Cumartesi Anneleri’ne yönelik keyfi gözaltılara ve müdahalelere son verilmeli
Ankara Barosu, Cumartesi Anneleri’nin Galatasaray Meydanı’nda açıklama yapmak isterken 2 haftadır gözaltına alınmasına tepki gösterdi.
Barodan yapılan yazılı açıklamada, “Gözaltında kaybolan ve faili meçhul cinayetlere kurban giden yakınları için hak mücadelesi veren Cumartesi Anneleri, 1995 yılından bu yana her cumartesi Galatasaray Meydanında oturma eylemi gerçekleştirmektedir. Eylemin 942’inci haftasında yapılan ve daha önce yüzlerce kez örneği yaşanan polis müdahalesi ve gözaltılar hiçbir şekilde kabul edilemez” dendildi.
Açıklamada şunlar ifade edildi: “İnsan hakları mücadelesinin sembolü olan oturma eylemi, bilinen en barışçıl eylemlerden biri olup, geçen yıllar içerisinde adalet arayan insanların kayıplarıyla buluştukları bir anlam kazanmıştır. Anayasa’da herkese önceden izin almadan, silahsız ve saldırısız toplantı ve gösteri yürüyüşü düzenleme hakkı tanınmıştır. Cumartesi annelerinin buluşmalarına kolluk güçleri tarafından defalarca orantısız şekilde müdahale edilmiş, bu müdahaleler şikayet konusu yapılarak Anayasa Mahkemesine bireysel başvuru olarak götürülmüştür.

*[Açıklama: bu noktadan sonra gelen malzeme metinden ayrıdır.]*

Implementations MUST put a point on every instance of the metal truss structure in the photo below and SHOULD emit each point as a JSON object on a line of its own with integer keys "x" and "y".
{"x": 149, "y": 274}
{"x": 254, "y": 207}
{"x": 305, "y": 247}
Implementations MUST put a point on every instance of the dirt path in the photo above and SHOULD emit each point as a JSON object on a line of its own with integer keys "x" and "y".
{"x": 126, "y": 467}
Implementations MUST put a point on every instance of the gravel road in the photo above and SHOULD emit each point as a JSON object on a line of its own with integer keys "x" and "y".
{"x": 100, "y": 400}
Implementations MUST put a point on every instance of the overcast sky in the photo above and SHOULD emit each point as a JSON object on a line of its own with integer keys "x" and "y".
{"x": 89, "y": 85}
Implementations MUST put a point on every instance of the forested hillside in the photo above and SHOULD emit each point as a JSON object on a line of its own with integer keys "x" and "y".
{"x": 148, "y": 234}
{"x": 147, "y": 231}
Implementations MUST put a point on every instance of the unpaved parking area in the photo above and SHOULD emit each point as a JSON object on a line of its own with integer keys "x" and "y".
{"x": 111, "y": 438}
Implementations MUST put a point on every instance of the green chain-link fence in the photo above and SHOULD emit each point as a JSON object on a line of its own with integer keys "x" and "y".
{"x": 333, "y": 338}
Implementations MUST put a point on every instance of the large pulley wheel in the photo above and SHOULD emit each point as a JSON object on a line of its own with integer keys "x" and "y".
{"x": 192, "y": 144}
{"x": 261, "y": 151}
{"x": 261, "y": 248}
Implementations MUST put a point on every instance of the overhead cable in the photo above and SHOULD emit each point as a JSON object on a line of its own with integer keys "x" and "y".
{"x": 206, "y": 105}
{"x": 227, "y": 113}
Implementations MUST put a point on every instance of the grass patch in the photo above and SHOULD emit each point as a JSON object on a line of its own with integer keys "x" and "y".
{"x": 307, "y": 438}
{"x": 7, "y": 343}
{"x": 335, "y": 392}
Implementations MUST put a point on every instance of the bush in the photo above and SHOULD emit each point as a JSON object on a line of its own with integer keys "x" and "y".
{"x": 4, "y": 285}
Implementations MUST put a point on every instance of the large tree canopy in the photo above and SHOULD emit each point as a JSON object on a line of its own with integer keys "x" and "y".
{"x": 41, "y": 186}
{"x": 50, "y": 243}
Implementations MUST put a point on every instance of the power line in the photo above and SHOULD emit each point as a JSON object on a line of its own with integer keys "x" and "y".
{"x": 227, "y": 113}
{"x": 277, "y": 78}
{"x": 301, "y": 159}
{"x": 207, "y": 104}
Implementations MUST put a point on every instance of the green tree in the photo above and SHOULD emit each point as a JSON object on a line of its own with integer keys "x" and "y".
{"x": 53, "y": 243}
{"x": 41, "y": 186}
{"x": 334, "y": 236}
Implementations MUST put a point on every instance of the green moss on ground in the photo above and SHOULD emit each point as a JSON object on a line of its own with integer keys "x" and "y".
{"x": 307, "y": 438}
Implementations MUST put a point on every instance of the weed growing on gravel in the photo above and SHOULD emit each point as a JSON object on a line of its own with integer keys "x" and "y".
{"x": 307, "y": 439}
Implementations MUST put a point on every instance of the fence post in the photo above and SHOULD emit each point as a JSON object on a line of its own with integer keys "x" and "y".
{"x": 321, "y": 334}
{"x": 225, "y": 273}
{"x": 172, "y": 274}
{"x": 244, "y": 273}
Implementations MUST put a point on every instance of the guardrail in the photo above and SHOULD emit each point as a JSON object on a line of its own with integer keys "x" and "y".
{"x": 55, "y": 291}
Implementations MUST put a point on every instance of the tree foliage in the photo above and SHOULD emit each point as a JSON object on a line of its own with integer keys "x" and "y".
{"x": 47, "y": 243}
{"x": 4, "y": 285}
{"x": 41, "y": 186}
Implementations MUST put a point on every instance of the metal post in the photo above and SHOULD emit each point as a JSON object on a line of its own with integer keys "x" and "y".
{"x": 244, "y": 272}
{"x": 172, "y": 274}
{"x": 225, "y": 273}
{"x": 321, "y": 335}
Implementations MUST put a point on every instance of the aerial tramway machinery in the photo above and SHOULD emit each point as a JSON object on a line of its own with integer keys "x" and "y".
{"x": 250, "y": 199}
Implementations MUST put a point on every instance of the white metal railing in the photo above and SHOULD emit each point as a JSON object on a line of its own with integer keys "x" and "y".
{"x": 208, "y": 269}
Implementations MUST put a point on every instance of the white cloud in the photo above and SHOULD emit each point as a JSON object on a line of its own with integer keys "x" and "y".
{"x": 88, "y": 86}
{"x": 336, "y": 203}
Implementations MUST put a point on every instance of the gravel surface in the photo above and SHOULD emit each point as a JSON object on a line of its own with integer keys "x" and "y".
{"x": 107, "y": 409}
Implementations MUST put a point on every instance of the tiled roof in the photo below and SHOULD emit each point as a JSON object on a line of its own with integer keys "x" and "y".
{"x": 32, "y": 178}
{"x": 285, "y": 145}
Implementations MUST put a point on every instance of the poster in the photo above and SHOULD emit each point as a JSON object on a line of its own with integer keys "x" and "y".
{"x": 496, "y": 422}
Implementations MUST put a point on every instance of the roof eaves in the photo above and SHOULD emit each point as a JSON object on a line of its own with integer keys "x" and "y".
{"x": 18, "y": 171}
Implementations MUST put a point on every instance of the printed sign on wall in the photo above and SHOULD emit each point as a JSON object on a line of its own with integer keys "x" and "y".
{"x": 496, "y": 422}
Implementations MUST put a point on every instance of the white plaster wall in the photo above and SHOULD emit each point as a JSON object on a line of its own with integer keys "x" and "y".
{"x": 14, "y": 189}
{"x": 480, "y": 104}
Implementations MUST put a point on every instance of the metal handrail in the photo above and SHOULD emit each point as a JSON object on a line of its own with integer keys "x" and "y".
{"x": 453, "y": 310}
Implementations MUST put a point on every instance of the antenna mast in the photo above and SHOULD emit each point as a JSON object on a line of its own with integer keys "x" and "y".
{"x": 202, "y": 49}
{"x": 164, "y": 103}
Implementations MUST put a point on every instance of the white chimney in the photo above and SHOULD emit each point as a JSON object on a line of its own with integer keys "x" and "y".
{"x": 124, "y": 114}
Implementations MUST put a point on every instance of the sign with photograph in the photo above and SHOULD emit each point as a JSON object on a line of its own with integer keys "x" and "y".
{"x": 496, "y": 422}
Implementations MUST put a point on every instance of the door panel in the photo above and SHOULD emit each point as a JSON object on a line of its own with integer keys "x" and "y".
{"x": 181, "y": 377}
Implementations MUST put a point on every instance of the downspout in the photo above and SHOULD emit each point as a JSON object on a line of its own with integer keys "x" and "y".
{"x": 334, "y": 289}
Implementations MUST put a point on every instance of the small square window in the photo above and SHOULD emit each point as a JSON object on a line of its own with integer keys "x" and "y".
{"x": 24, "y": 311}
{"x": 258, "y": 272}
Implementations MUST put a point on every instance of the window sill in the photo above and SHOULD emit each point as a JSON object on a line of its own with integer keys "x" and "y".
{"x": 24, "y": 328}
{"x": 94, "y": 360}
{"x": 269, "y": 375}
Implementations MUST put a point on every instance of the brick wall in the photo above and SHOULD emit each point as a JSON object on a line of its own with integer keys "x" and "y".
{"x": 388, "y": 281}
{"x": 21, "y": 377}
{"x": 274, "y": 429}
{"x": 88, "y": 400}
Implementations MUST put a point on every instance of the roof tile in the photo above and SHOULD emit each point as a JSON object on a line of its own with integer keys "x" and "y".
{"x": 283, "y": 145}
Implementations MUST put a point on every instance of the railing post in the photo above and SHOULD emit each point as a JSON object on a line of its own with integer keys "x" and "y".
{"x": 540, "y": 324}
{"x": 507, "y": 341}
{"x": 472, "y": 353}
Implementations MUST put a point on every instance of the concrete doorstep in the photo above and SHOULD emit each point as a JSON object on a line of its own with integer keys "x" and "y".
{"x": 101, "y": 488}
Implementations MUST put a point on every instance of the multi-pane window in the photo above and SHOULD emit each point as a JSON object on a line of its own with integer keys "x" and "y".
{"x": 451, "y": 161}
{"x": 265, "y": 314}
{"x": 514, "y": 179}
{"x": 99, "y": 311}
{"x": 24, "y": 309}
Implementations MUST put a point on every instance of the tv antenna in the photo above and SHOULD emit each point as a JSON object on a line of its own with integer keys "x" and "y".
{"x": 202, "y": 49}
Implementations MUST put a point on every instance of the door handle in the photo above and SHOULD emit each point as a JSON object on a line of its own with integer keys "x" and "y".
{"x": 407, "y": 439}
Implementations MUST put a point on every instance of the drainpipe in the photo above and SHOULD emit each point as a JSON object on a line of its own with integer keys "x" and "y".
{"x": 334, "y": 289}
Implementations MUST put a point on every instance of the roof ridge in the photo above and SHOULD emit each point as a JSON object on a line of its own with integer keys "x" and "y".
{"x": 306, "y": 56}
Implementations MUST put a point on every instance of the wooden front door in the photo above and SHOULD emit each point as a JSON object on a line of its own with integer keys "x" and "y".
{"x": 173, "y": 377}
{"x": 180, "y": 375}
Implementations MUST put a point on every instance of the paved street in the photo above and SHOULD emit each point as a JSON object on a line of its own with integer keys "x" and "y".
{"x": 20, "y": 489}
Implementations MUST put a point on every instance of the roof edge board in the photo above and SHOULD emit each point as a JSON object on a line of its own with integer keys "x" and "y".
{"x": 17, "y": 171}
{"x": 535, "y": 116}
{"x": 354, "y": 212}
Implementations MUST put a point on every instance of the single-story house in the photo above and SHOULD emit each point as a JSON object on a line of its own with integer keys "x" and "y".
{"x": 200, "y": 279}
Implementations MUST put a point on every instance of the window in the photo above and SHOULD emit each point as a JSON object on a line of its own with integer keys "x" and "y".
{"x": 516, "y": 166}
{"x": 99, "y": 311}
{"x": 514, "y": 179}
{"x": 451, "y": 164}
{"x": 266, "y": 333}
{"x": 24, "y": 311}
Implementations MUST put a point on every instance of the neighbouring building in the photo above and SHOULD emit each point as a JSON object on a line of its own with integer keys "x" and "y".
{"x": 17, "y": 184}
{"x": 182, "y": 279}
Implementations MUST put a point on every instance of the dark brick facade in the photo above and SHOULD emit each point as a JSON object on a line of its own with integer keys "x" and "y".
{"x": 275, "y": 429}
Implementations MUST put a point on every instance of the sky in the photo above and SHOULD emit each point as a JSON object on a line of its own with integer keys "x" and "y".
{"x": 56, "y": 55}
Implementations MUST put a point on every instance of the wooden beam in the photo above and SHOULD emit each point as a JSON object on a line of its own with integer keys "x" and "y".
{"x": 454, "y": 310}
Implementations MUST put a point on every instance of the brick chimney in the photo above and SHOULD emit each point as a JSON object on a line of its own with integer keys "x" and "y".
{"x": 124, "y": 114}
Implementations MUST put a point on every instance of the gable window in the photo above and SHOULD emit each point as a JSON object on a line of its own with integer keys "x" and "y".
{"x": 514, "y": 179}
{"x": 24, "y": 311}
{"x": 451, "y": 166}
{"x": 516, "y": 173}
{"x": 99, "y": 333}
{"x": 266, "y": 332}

Anayasa Mahkemesinin 23.01.2023 tarihli Başvurucu/ Maşide Ocak Kışlakçı kararında Yüksek Mahkeme, “Başvurucunun da içinde yer aldığı grubun kaybolan yakınlarının bulunması ve kamuoyunda farkındalık yaratılması amacına yönelik oturma eylemi ve basın açıklaması yapmak istemesi; demokratik bir toplumda saygı ile karşılanmalıdır. Bu doğrultuda kolluk görevlilerinin somut olayda etkinliğe müdahale etmesini gerektirecek makul sebep ortaya koymadan ve anılan hakkın kullanılabilmesine yönelik tolerans göstermeden gruba müdahale ettiği” tespitinde bulunmuştur.”
‘HAK SAVUNUCULARINA GÖZDAĞI VERİLMEK İSTENİYOR’
Kolluk görevlilerince Anayasa Mahkemesi’nin kararının derhal uygulanması gerektiği belirtilen açıklamada, şunlar kaydedildi:
“Cumartesi Annelerinin buluşmalarında keyfi gözaltılar ve haksız müdahalelere son verilmelidir. Sorumluları ve failleri bulma görevi olanların, haklarını arayan insanların feryadına kulak vermek yerine, anayasal bir hak olan toplantı ve gösteri hakkını gasp etmesine; bu eylem üzerinden haklarını arayan tüm insanlara ve hak savunucularına gözdağı vermek istemesine dün olduğu gibi bugün de sesimizi yükseltiyoruz!”